Don’t look now, but the Department of Labor’s long-debated “fiduciary rule” is expected to be unveiled in Washington, D.C. on Wednesday. The industry has been wringing its hands over the heavily discussed regulation that President Barack Obama has advocated as a way to ensure that clients’ best interests are met by those offering financial advice and products to individuals with IRAs, 401(k) accounts and the like.

A wide range of voices have chimed in on this polarizing issue, and the industry itself is segmented into two camps, with those who fully support the legislation and those who feel it’s a direct attack on their business model. Some well-known financial types like Dave Ramsey have implied that enacting such a rule would make it difficult to fairly service smaller retirement accounts, saying that the rules would hurt middle-class Main Street investors. Others, like Ronald Bernardi of Bernardi Securities, have said the rule will force their clients to pay higher fees for the basic services they provide.

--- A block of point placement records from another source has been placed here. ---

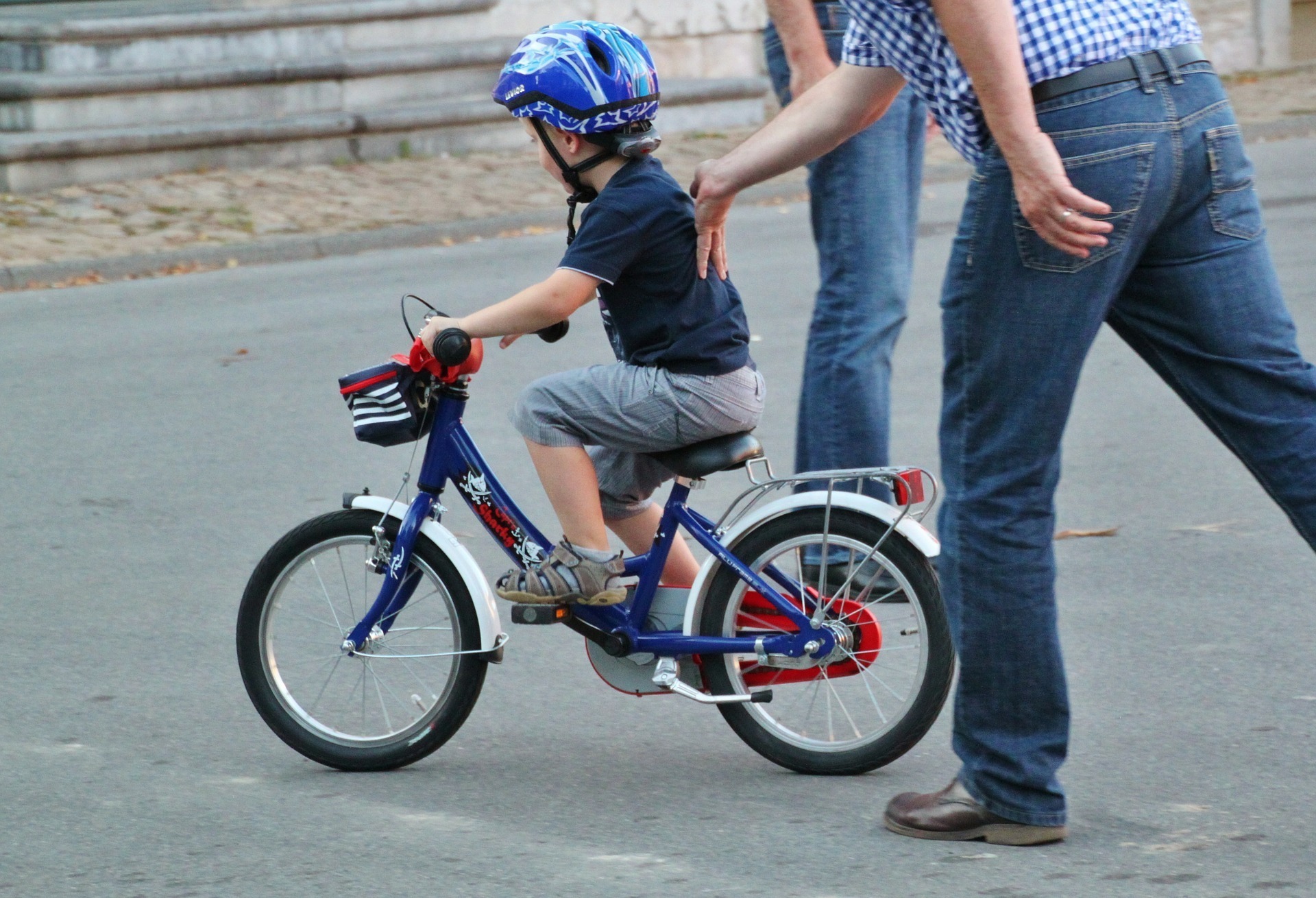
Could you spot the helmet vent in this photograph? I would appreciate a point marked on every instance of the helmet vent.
(599, 57)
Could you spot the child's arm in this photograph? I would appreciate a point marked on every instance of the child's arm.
(533, 308)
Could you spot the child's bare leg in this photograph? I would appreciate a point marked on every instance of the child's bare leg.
(637, 532)
(573, 487)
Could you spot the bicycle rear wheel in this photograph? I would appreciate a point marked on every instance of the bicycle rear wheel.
(885, 685)
(390, 703)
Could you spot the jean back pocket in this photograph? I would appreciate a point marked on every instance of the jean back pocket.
(1119, 178)
(1234, 207)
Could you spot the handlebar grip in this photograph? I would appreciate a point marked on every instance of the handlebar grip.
(555, 332)
(452, 347)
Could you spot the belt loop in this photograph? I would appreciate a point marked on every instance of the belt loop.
(1168, 61)
(1144, 75)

But, as a marketer and professional public relations strategist, I think the industry should cheer if the rule is passed. The biggest step in repairing the lack of public trust in the industry is being taken with this move. Remember, financial services is a business based on trust. You get referrals when your customers appreciate your work and trust you enough to refer family and friends. Assets flow into mutual funds when name recognition and a track record of performance gives investors a reason to trust their money to the fund.

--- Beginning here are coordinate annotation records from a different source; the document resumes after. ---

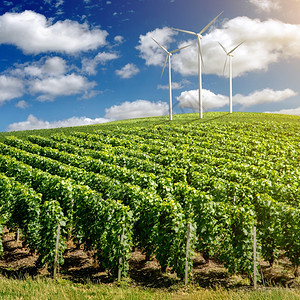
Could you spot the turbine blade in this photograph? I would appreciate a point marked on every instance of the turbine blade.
(162, 47)
(236, 47)
(164, 66)
(200, 52)
(210, 23)
(174, 51)
(186, 31)
(223, 48)
(225, 65)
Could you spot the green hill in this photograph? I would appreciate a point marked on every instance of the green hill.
(167, 188)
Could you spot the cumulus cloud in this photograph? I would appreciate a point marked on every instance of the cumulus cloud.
(10, 88)
(175, 85)
(266, 42)
(149, 50)
(22, 104)
(264, 96)
(89, 65)
(136, 109)
(119, 39)
(33, 122)
(189, 99)
(128, 71)
(265, 5)
(48, 79)
(34, 34)
(67, 85)
(47, 66)
(291, 111)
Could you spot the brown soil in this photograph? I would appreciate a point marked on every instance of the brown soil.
(79, 266)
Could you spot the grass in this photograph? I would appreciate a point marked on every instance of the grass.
(41, 288)
(30, 289)
(180, 119)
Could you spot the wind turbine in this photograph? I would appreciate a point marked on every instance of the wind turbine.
(229, 54)
(199, 37)
(168, 57)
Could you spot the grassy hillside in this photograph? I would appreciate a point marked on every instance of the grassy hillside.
(151, 184)
(182, 119)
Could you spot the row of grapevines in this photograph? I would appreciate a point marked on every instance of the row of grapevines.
(21, 207)
(107, 218)
(152, 214)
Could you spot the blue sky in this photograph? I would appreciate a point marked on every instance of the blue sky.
(68, 63)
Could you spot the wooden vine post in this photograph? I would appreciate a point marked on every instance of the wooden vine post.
(55, 270)
(120, 258)
(254, 259)
(18, 235)
(187, 254)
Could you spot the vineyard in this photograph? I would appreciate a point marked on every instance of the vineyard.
(169, 189)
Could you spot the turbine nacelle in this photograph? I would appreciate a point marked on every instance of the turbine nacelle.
(200, 58)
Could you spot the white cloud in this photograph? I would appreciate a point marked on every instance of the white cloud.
(89, 65)
(175, 85)
(34, 123)
(104, 57)
(149, 50)
(266, 42)
(22, 104)
(264, 96)
(189, 99)
(119, 39)
(291, 111)
(10, 88)
(136, 109)
(265, 5)
(47, 66)
(34, 34)
(52, 87)
(128, 71)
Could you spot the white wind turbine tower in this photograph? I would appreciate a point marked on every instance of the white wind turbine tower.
(199, 37)
(168, 56)
(229, 54)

The 2016 Edelman Trust Barometer shows financial services ranking dead last among industry groups with a paltry 51 percent of consumers placing trust in the industry. Why the distrust? Perhaps it comes from seeing multiple devastating bear markets over the last 20 years; perhaps the pop culture reveal of some of the darker back channels of high finance have created a worse perception than is fair; or perhaps it is because the industry has fought – in front of its customers – over the need to act in the best interest of their clients.

The DOL’s fiduciary regulation, if it comes to pass after what promises to be multiple court battles, could be the very thing that finally makes it easier for consumers to trust financial advisers by default. As technology, indexing and the rise of robo advisers continue to create an environment where most aspects of the financial planning business are being commoditized, the one area to shine is the advice end of the business.

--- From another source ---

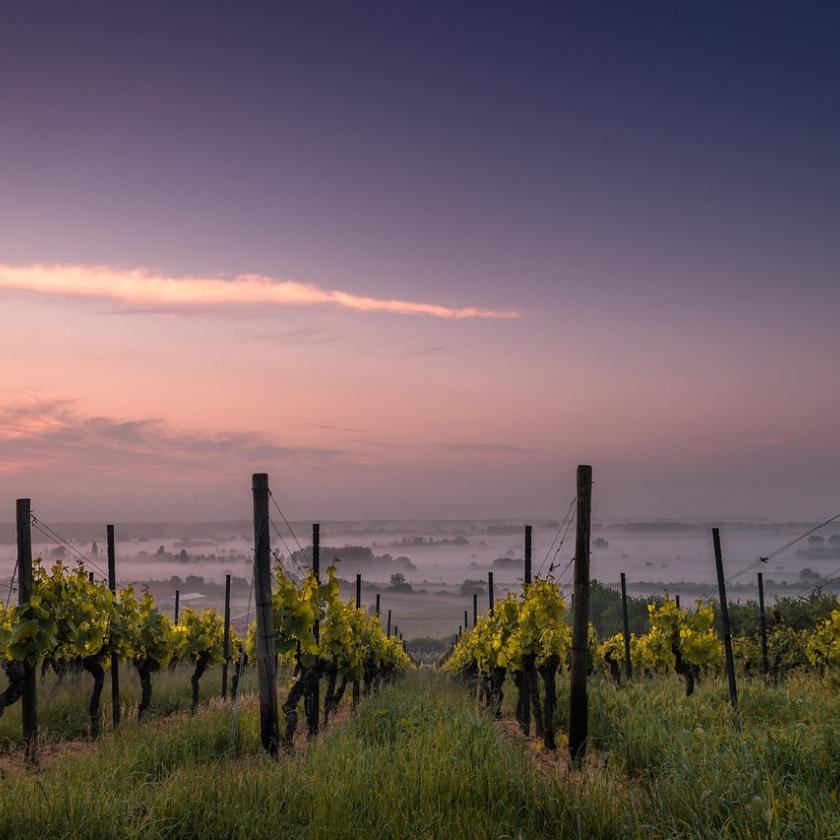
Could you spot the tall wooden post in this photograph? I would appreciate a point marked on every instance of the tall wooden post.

Ideally, the regulation making it a requirement to offer the purest advice doled out with your clients’ best interest at heart should make it even easier for would-be consumers of financial advice to seek out the help that most American savers and investors so desperately need.

According to research from Spectrem, 36 percent of mass affluent investors said they didn’t have a financial adviser because they didn’t believe an adviser would look out for their best interests. It doesn’t take much to see the potential positive implications of a widely trumpeted uniform fiduciary standard for those in the financial advice business.

If you are in the business of selling financial advice, this regulation will allow you to more easily attach a value to what you offer. The real challenge isn’t addressing how this will hurt your business, it’s determining how you turn this free marketing into a seminal moment in building your RIA.